資本は握られながらも、研究体制も上場も自主経営も維持するという、外資買収ではあり得ない特異ないビジネスモデルを貫いた。ロシュ社と交渉した永山氏は「当時は社内外で懐疑的な意見が支配的だった」と語っている。もっともなことだろう。しかし、そのような摩訶不思議なことが起きた。
資本をもつ企業が経営にタッチしない「中外モデル」
永山氏は後年、『日経産業新聞』(20年7月15日付)のインタビューで、資本を握られながらも、自主経営を維持する「中外モデル」を築いた話を語っている。なかなか味のある話だ。
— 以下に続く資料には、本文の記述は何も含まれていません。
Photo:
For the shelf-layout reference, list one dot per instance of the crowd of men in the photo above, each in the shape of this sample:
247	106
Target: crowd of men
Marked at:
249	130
最初にロシュと接触したのは1998年か99年ごろ。その他にも4、5社と話をしており、トップと雑談をして可能性を探った。当時のロシュCEOだったフランツ・フーマー氏とは互いの経営観や医薬品産業の環境、将来をどうみるかといったことについて、よく議論を交わしていた。
2000年8月ごろ、一般論を語りあっても仕方ないから、互いにアイデアを出しあおう、となった。私が大事に思う点を箇条書きでフーマー氏に渡し、フーマー氏がそこに付け加えるかたちで提携内容を作成した。
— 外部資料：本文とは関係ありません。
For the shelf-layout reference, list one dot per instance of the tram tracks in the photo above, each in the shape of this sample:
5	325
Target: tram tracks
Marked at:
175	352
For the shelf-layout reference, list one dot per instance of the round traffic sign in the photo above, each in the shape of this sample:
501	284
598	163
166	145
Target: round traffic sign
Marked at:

日本の経営は日本の企業が経験も厚いという話になり、自主経営の方向性が決まった。医療用医薬品を扱うロシュと中外を一緒にして、経営は中外製薬が担うかたちになった。これが世にいう『中外モデル』だ。いまだに同じようなものは出てきていない。私とフーマー氏の1対1の発想で出来上がり、他社のひな型にならないためだろう。
資本を持つ企業が経営をタッチしないのは不健全と指摘する人もいるだろう。そこで透明度を高め、ガバナンスを強化している。最も大事なのは業績で、これがどう管理するかが大切だ。
すごい話だ。資本を握られながら、自主経営を貫くことができるのだ、と舌を巻いた。自社がどの企業の傘下に入るのか、その大きな決断・交渉のへの入り口が「雑談」というところに深みがある。これは経営トップだけの話ではなく、プロジェクト単位の小規模チームにおいても当てはまる真理だろう。
トップ同士の信頼関係でM&Aに成功した経験を持つ永山氏にとって、退任を迫られた車谷氏がファンドと組んで買収を仕掛けてくるなど許せるものではない。買収提案書を叩きつけたというのも納得できる。